疲れましたね,この映画(笑)。全部観るのには,かなりエネルギーが要ります。
先月号で『ワイルド・ワイルド・ウエスト』の対抗馬はこれだと書きましたが,まるで異質の作品でした。ついでに訂正しておくなら,TV番組の『ワイルド・ワイルド・ウエスト』は,日本でも1965年から『ワイルド・ウエスト』という名前で放映されていたそうです。私はその頃,受験勉強であまりテレビを見ていなかった。映画館にはせっせと通 ってましたが…(笑)。
久々のシュワちゃん主演の映画というので,『ラスト・アクション・ヒーロー』『トゥルー・ライズ』『イレイザー』のタッチを想像してしまいました。今回も相変わらずタフですが,あんなワンパターンなスーパーヒーローでなく,人間臭い役柄でした。
銃を沢山もって不死身のサタンに立ち向かうところや,ヘリのシーン,地下鉄のシーン等々,数えてみれば『マトリックス』に似てるんだけど,エンディングが違いましたね。
何かすっきりしないというか…。
視覚効果 総指揮はスタン・ウィンストンですから,死体のメイクアップなどは『シックス・センス』にも似ていたでしょう?
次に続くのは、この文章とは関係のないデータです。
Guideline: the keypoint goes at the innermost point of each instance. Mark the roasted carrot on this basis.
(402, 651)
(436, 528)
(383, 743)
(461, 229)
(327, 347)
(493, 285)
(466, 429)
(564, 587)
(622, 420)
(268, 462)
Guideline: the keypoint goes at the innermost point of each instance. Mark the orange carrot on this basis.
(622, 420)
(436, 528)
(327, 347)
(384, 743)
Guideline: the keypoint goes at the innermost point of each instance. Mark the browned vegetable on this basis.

『シックス・センス』は最後が素晴らしかったですよ。アメリカ映画なら,もう少しスカッとさせて欲しいところです。
あれで人類は救われたということでしょう。十字架に架けられたように,シュワちゃんが実はキリストなんだという暗示なんですよ。だったら,すぐに復活して貰いたいところですけどね。
あの運命の女性を救わなきゃいけない必然性が感じられません。舞台がニューヨークで,タイムリミットがアメリカ東部時間の午前零時というのも不自然です。
「グレゴリウスは悪魔復活の年から逆算して現在の暦を作ったのだ!」と言ってました。こじつけ,ご都合主義もここまで来ると凄すぎて笑えてきます。
まだバチカンかイエルサレムなら分かるし,せめてグリニッジに合わせて欲しかったです。
見どころは有りませんか?
サタン役のガブリエル・バーンが渋くていいですね。疲れますが,アクションの演出はうまいし,炎の使い方は見事だったと思います。座席まで振動するほどの音響も大迫力です。
一般の映画館でもそうなのかな? イマジカの試写 室の音響効果が凄すぎるんですけどね。
日本人好みじゃないと思いますが,今年の正月映画は不作なので,悪くない方でしょう。
オカルトが好き,アクションも好き,SFXも好きというファンには,入場料分は十分に楽しめます。